La clef était magnifique, comme celle de la maison de la plage de son papé quand il était enfant. C’était avant, qu’elle ne soit rasée par les bulldozers des salauds de la ville qui voulait une cité bulle pour les riches, juste au bord de la mer, et de préférence là où son grand-père avait bâti son paradis à lui. Des images lui revinrent, avec force, en mémoire. Des images que les médecins à la solde de l’état avaient essayaient d’effacer de leurs mémoires trop tendres.
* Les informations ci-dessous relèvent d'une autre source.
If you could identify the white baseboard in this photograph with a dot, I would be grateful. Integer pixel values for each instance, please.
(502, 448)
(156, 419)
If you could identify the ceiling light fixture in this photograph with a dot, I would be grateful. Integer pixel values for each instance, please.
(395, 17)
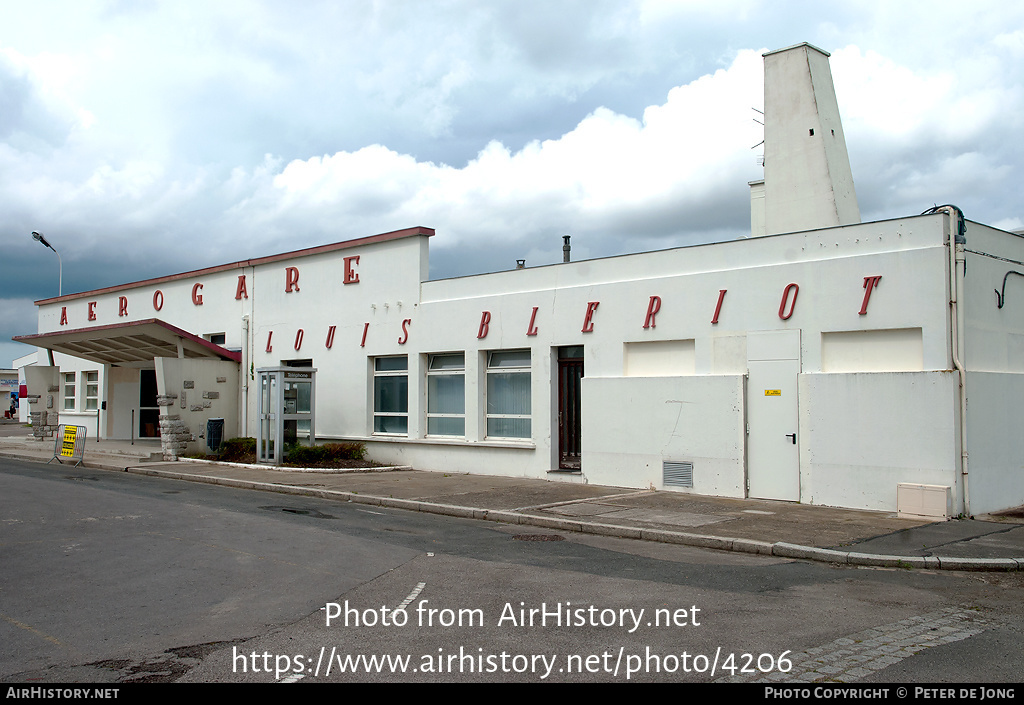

Son côté Mister Vilain se réjouissait de ces retrouvailles sentimentales. Les larmes qu’ils retenaient depuis si longtemps s’échappèrent tandis que ses doigts caressaient tendrement la jolie clef argentée. Symbole d’un bonheur disparu. L’autre objet : le carnet, il attendrait d’être de retour à la cabane. D’avoir cuisiné ses champignons. Pour l’ouvrir.

 

Ce repas fut un enchantement. Monsieur Gentil refit surface. Ici, il n’avait plus à se cacher à jouer un rôle. Pour la première fois depuis la mort du papé, il pouvait être lui. Tout simplement. Il fit griller les marrons qu’il avait ramassés et après ce festin de roi, il ouvrit le petit agenda noir. Voici ce qu’il, lu :

 

« Premier jour de ma nouvelle vie…….. Ainsi donc, il n’était pas le premier.